Gewerkschafter im Visier des Verfassungsschutzes - DGB protestiert

Hannover - Seine Beteiligung an Kundgebungen gegen Rechts und Castor-Transporte hat einen IG Metall-Mann ins Visier des Verfassungsschutzes gebracht. Nun fragt sich andere Gewerkschafter, ob sie auch betroffen sind.

Der niedersächsische Verfassungsschutz hat von 2011 bis 2013 Informationen über einen Lüneburger Gewerkschafter gespeichert. Das geht nach IG Metall-Angaben aus der Antwort des Geheimdienstes auf ein Auskunftsersuchen des betroffenen Sekretärs der IG Metall Celle-Lüneburg, Lennard Aldag, hervor. Zuvor war er bis 2012 Regionsgeschäftsführer der DGB-Region Nordost-Niedersachsen. Die IGMetall reagierte am Donnerstag empört und sprach von einem Skandal. Als Reaktion auf die Speicherung der Daten forderte der DGB alle Gewerkschaftsmitglieder in Niedersachsen auf, ebenfalls beim Verfassungsschutz anzufragen, ob über sie Informationen gesammelt wurden.

„Ich werde alle unsere Mitarbeiter auffordern, sich Klarheit darüber zu verschaffen, ob sie ins Visier des Verfassungsschutz geraten sind“, sagte DGB-Landeschef Hartmut Tölle der Deutschen Presse-Agentur. Ein Sprecher des Verfassungsschutzes sagte, er dürfe sich nicht zu Einzelfällen äußern. Gewerkschaften würden nicht beobachtet, wohl aber Menschen, die sie sich in einem extremistischen Umfeld bewegten. Aldag hatte sich in Bündnissen gegen Rechts und im Widerstand gegen die Castor-Transporte engagiert und war dabei auch im Auftrag der Gewerkschaft aufgetreten.

Der betroffene IG Metall-Mann Aldag sagte:„Es ist geradezu absurd, dieses Engagement eines Gewerkschafters zu kriminalisieren und in die Nähe der Verfassungsfeindlichkeit zu rücken.“ Sowohl FDP wie auch Grüne forderten am Donnerstag Aufklärung, sie wollen eine Unterrichtung im Landtag beantragen.

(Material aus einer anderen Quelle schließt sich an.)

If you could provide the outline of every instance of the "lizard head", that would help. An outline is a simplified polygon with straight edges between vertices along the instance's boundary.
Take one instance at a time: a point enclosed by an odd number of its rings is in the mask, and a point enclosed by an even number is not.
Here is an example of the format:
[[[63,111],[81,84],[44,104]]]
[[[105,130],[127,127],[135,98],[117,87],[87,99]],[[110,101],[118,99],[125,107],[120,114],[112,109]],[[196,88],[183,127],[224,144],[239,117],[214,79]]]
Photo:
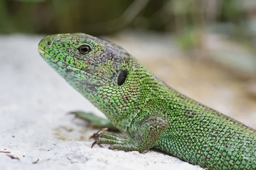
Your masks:
[[[110,105],[112,111],[123,113],[134,99],[136,91],[129,87],[131,81],[138,85],[139,79],[129,75],[137,60],[119,46],[75,33],[47,36],[38,49],[49,65],[105,114]]]
[[[121,47],[84,34],[52,35],[38,45],[43,59],[75,88],[123,83],[131,57]]]

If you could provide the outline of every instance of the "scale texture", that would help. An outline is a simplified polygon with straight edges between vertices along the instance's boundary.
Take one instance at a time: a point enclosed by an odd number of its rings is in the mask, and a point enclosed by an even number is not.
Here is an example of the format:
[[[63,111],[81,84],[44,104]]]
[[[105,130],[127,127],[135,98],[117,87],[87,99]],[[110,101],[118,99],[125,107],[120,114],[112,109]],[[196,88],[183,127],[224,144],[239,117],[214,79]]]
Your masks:
[[[154,147],[209,170],[256,169],[256,130],[183,95],[121,47],[81,33],[53,35],[43,59],[129,136],[95,144],[142,152]]]

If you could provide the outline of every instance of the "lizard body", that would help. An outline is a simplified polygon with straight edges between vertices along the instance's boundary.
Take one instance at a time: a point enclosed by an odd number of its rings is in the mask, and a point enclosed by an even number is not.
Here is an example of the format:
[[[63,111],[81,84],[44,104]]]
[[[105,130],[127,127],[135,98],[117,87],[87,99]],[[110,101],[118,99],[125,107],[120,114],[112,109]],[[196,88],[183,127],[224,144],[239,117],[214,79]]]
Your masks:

Auch die Bürgerinitiative Umweltschutz Lüchow-Dannenberg reagierte mit Empörung. „Demokratisches Handeln wird hier unter Verdacht gestellt“, sagte Sprecher Wolfgang Ehmke. Aldags Anwalt will nun mit mehreren Klagen und Auskunftsersuchen den Verfassungsschutz dazu zwingen, dass dieser vollständig Auskunft über alle gesammelten Daten gibt.

Der Grünen-Abgeordnete Helge Limburg kritisierte: „Der Fall steht leider beispielhaft für viele unberechtigte Datenspeicherungen beim Verfassungsschutz unter Uwe Schünemann.“ Schünemann war bis Anfang 2013 Innenminister der damaligen CDU/FDP-Regierung. Der DGB sprach von einem politischen Skandal. „Die Vorgänge sind für uns äußerst schwerwiegend“, sagte Tölle. Es verdichte sich der Verdacht, dass systematisch Kontakte von Gewerkschaftern zu gesellschaftlichen Gruppen gespeichert wurden. Er habe daher an Innenminister Boris Pistorius (SPD) geschrieben und die Führung des Verfassungsschutzes um ein Treffen zur lückenlosen Aufarbeitung des Falles gebeten.